Gearing Up To Maximise AI - How Telcos Can Navigate the Current Tech Moment Image Credit: Solarseven/BigStockPhoto.com

Artificial intelligence (AI) has had a tremendous few years. It was not all that long ago that AI was not ready for mass use, yet now we can scarcely imagine living in a world without tools like ChatGPT and so on.

For telcos, things like deep learning (DL), machine learning (ML), and natural language processing (NLP) hold exciting new possibilities, especially as growing 5G availability is set to increase consumer demands. However, doing that rests on scalability, flexibility, and simplification of people, processes, and technology.

The debate isn’t so much if AI will reshape society - because it already is - but how telcos can utilise it to maximise the best outcomes. Despite research noting a healthy appetite for investment and research & development, there are no certainties of guaranteed AI readiness.

Challenges to human-centric AI

Perhaps because of AI's immense capabilities, there is also a fair share of undue hype. That's why it is crucial that telcos do not just think about adopting the newest tools. Instead, the focus should be on strategic capability building.

According to IDC, 65% of CIOs face pressure to adopt digital tech, such as generative AI and deep analytics, but limited IT support will diminish the benefits and heighten risks. The seemingly perennial talent gap emphasises the importance of nurturing AI skills.

Although upskilling and reskilling is critical, low-code tools are equally important for empowering a broader spectrum of professionals to actively participate in AI-driven transformation.

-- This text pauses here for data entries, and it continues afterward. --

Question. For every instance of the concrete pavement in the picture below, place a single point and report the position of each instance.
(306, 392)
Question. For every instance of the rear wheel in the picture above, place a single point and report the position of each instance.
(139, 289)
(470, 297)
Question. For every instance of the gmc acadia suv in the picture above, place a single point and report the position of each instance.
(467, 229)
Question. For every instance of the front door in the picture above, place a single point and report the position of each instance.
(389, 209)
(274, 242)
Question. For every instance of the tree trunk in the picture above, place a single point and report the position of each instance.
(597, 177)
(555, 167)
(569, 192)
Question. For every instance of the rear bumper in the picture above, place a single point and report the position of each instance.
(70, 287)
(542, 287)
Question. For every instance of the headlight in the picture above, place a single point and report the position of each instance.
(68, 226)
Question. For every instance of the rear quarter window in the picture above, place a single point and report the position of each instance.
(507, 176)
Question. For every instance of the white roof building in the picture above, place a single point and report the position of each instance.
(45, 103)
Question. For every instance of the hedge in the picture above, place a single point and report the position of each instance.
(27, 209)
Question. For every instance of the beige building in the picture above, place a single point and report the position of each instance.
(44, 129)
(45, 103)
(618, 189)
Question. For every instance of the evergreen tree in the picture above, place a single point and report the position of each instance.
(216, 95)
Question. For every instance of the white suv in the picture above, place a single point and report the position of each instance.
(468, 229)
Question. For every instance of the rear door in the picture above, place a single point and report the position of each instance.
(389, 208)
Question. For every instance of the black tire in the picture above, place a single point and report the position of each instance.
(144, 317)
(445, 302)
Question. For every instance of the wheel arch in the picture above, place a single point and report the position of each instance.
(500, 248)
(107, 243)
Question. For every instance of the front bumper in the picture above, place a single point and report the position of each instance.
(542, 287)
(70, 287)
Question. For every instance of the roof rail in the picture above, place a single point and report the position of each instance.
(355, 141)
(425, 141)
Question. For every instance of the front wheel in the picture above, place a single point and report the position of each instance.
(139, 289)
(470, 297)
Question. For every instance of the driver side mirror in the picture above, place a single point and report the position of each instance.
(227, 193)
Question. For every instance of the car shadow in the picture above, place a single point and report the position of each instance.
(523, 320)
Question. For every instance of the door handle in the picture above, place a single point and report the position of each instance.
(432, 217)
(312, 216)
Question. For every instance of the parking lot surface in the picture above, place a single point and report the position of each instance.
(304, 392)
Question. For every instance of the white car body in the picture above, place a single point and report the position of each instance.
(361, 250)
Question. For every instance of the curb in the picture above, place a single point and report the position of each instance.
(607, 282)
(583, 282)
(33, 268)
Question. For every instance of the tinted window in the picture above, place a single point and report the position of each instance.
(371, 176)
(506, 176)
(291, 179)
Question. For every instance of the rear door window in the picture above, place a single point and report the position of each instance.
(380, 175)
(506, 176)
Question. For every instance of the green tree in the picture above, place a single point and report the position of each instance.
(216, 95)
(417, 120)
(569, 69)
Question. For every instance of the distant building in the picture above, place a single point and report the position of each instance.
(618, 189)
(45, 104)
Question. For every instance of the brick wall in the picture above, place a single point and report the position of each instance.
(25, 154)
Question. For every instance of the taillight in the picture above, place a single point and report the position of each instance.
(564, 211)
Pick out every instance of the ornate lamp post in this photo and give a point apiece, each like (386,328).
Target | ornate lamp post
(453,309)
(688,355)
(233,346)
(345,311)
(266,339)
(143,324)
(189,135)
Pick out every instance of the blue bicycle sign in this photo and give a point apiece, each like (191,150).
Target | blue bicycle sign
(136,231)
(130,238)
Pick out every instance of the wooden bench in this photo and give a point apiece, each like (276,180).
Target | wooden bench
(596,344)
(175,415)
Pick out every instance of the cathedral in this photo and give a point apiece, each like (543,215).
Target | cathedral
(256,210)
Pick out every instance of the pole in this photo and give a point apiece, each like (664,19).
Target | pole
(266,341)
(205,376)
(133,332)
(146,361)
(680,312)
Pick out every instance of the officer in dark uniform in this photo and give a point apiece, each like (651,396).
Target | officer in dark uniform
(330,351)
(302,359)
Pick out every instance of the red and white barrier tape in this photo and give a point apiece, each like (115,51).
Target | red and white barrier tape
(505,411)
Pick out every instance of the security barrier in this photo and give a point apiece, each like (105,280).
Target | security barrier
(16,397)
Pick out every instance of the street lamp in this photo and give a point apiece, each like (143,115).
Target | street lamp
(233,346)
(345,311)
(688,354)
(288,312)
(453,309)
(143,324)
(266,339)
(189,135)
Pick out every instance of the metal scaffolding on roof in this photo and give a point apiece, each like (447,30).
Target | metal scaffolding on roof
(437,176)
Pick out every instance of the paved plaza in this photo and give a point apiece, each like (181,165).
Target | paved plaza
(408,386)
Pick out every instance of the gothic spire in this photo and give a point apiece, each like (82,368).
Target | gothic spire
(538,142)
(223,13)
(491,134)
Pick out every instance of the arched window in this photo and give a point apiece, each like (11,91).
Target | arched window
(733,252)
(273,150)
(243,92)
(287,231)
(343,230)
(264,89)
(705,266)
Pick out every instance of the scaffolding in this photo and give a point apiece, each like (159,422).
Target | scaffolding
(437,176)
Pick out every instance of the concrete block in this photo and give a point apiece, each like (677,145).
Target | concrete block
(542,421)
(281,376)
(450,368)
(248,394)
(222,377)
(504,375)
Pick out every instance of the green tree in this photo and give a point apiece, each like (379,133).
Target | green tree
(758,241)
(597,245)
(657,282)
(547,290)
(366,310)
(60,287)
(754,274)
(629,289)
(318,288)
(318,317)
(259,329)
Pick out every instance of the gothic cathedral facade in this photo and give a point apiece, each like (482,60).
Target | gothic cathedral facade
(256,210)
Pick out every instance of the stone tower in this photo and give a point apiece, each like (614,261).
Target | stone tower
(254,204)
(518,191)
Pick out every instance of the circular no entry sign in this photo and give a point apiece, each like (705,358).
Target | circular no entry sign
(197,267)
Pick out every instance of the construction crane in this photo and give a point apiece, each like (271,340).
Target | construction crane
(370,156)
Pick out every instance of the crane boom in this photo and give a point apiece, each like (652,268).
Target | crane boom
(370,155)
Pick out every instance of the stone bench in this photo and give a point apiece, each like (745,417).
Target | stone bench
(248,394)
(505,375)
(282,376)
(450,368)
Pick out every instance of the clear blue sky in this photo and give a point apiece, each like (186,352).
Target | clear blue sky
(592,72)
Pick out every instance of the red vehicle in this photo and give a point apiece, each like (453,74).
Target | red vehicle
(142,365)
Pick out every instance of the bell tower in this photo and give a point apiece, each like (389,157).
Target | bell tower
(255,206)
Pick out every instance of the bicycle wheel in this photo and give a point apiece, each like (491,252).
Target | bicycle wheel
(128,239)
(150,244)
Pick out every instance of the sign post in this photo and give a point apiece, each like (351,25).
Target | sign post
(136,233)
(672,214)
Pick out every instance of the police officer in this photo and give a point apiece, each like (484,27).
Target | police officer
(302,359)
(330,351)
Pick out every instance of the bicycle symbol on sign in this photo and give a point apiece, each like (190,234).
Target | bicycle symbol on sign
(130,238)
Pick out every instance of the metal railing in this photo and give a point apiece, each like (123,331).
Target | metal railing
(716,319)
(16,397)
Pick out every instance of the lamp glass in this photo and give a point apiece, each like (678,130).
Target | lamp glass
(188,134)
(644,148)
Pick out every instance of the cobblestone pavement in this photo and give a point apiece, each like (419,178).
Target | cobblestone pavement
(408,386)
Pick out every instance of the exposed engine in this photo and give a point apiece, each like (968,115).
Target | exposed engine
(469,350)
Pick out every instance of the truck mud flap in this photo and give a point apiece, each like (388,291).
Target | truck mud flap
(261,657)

Meanwhile, in the face of public policy frameworks aimed at implementing guardrails for AI development, striking a balance is key. Unbridled AI use is bound to fail to account for the impact on our communities. Telcos can, however, leverage partners and experts who have been at the forefront of AI integration to develop a clear-headed strategy.

A robust ecosystem via intelligent strategy

Establishing a robust data ecosystem at the offset is crucial to leveraging AI to propel businesses to new heights of speed and precision. Telcos will need to be able to take stock of the following:

Data accuracy - It's been said countless times, but it bears repeating that AI is only as good as the data at its disposal. An intelligent strategy will enable businesses to aggregate data from disparate sources into a single source of truth. The right approach will resolve discrepancies, standardise data definitions, and provide ongoing assurance of high data quality.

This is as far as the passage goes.